João Paulo II, enquanto Papa, concentrou primeiro os seus esforços na libertação da sua pátria, da Europa Oriental e da própria Rússia do comunismo. O exemplo da Polónia foi nisso decisivo: ao recorrerem à ditadura militar de Jaruzelski para enfrentar e reprimir o Solidariedade, os comunistas distanciaram-se, na forma, da repressão estalinista, ou mesmo da repressão pós-estalinista da revolta de Budapeste na Hungria, revelando-se sensíveis à opinião externa. Verdade que Reagan estava na Casa Branca e Thatcher no número 10 de Downing Street, o que permitia uma coordenação de forças mais eficaz – e que no Vaticano estava Wojtyla, outro elemento decisivo.
Quando o comunismo acabou, com a dissolução da União Soviética e a transformação da China num nacional autoritarismo capitalista, João Paulo II concentrou-se na luta pela Vida e pela dignidade da vida humana. O mundo dominado pela luta entre o “Mundo Livre” e o Comunismo pertencia à História; agora quem governava o mundo era uma elite hedonista, defensora de um globalismo ou de um mundialismo comandados pelos “mercados”; um mundo supermercado, em que a ética, a moral e a política, se subordinavam à economia.
No Admirável “Mundo Livre”
Era um “novo mundo”, uma reedição do Brave New World de “adoráveis criaturas” que surpreendera Miranda na utopia shakespeariana.
Relendo, há dias, a distopia de Huxley, não pude deixar de pensar que se Zamiatine, no Nós, e Orwell, no 1984, retratam a distopia comunista, Huxley prevê o mundo do globalismo pós-Guerra Fria, o nosso mundo, com elites semelhantes aos arrogantes Alfas de Huxley e uma população de comuns devidamente manipulada e intoxicada pelo sistema de domínio instituído.
João Paulo II estava atento à cultura hedonista e cosmopolita que se esboçava no seu tempo e denunciou-a sem receio nem descanso na Evangelium Vitae, referindo “a rede de cumplicidade” que se expandia “para incluir instituições internacionais, fundações e associações que sistematicamente [faziam] campanhas para a legalização e alargamento do aborto no mundo”. Aborto que o Papa qualificava como um “assassinato”, “o mais sério e perigoso crime”.
Consequentemente, o Papa empenhou-se em combater a ideia de transformar o “direito ao aborto” em direito fundamental, a incluir nos direitos humanos. A ideia, levantada no Cairo em 1994, na Conferência sobre População e Desenvolvimento, e também na Conferência das Mulheres, em Pequim, em 1995, além de imoral e desumana, contrariava os progressos científicos. Foi graças a João Paulo II e à oposição da Santa Sé, com o apoio de muitos países, que a elevação do aborto como a fundamental não chegou, então, a fazer-se.
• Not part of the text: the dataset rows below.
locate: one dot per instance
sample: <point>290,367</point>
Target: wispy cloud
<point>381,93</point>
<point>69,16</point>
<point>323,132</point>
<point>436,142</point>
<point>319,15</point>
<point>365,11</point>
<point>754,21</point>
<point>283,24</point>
É uma luta que continua. João Paulo II, intransigente na defesa da vida, recorreu aos princípios do Direito Natural e dos direitos naturais tomistas para combater as poderosas correntes que, em nome desses mesmos direitos, mas de forma corrompida, procuravam e procuram instituir o aborto como direito universal (o presidente Macron, arvorado agora em campeão da “nova Europa”, já conseguiu inscrevê-lo na Constituição da França, como se de um progresso se tratasse).
João Paulo II morreu há vinte anos, em 2 de Abril de 2005, e foi canonizado há onze, em 27 de Abril de 2014. Dele, disse o Papa Francisco: “São João Paulo II, apaixonado pela Vida e fascinado pelo mistério de Deus, do Mundo e do Homem, foi um dom extraordinário do Senhor à Igreja”.
À Igreja, ao mundo e a todos nós. Saibamos merecê-lo.